The regulations on what can be logged for flight time are under 61.51.
(j) Aircraft requirements for logging flight time. For a person to log flight time, the time must be acquired in an aircraft that is identified as an aircraft under Sec. 61.5(b), and is--
(1) An aircraft of U.S. registry with either a standard or special airworthiness certificate;
(2) An aircraft of foreign registry with an airworthiness certificate that is approved by the aviation authority of a foreign country that is a Member State to the Convention on International Civil Aviation Organization;
(3) A military aircraft under the direct operational control of the U.S. Armed Forces; or
(4) A public aircraft under the direct operational control of a Federal, State, county, or municipal law enforcement agency, if the flight time was acquired by the pilot while engaged on an official law enforcement flight for a Federal, State, County, or Municipal law enforcement agency.

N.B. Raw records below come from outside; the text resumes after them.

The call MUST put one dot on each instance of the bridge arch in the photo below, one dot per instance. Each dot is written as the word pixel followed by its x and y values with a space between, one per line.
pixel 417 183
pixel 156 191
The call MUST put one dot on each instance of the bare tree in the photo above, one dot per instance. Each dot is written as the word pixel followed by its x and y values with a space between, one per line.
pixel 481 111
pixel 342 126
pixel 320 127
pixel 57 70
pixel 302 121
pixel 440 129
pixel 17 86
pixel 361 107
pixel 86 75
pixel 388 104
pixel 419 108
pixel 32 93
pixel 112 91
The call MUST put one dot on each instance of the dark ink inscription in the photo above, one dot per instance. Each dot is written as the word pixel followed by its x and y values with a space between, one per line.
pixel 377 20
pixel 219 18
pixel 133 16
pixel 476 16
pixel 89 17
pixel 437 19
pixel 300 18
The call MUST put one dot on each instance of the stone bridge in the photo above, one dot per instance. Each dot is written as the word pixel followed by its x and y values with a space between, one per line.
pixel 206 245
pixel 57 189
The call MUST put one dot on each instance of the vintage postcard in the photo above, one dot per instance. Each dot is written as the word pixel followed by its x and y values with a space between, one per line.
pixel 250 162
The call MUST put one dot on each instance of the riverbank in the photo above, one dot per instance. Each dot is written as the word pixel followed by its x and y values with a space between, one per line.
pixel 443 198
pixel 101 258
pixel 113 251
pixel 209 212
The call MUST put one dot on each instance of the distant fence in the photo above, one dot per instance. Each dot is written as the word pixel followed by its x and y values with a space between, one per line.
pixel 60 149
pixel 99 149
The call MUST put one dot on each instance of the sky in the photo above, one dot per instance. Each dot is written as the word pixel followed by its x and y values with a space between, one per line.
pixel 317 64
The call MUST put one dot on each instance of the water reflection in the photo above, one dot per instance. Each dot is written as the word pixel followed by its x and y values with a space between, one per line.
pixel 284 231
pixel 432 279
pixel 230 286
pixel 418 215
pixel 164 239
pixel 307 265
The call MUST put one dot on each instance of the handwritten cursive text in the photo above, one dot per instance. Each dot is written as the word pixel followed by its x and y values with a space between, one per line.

The list of what qualifies as an aircraft is in section 61.5
Certificates and ratings issued under this part.
(b) The following ratings are placed on a pilot certificate (other than student pilot) when an applicant satisfactorily accomplishes the training and certification requirements for the rating sought:
(1) Aircraft category ratings--
(vi) Powered parachute.
(vii) Weight-shift-control aircraft.
(2) Airplane class ratings--
(i) Single-engine land.
(ii) Multiengine land.
(iii) Single-engine sea.
(iv) Multiengine sea.
The following sections indicate what are included under the other categories.

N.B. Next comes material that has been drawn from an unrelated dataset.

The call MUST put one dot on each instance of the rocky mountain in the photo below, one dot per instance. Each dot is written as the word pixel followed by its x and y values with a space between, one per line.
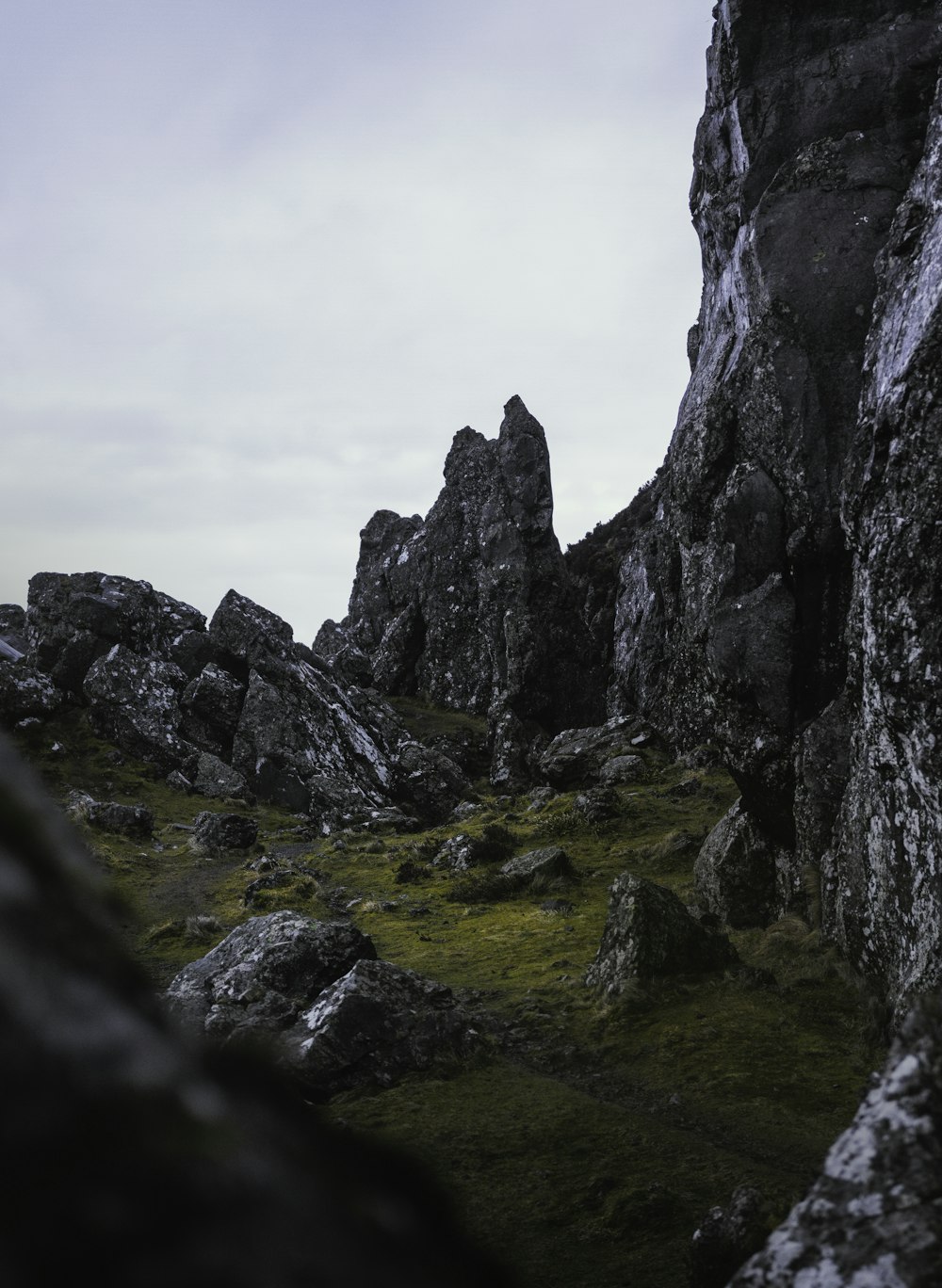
pixel 772 603
pixel 475 604
pixel 234 709
pixel 769 603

So, piloting a hot air balloon counts toward the flying hours, as long as you're rated for it, but not the airplane hours. Since ultralights don't have an airworthiness certificate they don't fit under 61.51 (j)(1). Therefore no logging hours in those.
That's the FAA's requirements. Employers and insurance companies can have additional requirements. An example of this is that to qualify under the "open pilot" clause of someone's insurance policy (if they have one) it's pretty common for insurers to require a pilot to have 500 hours of PIC time, 10 of which have to be in the specific model. Depending on the contract, "model" can mean, for example, that time logged in a Cessna 172R doesn't count for the 10 hours required in a 172S.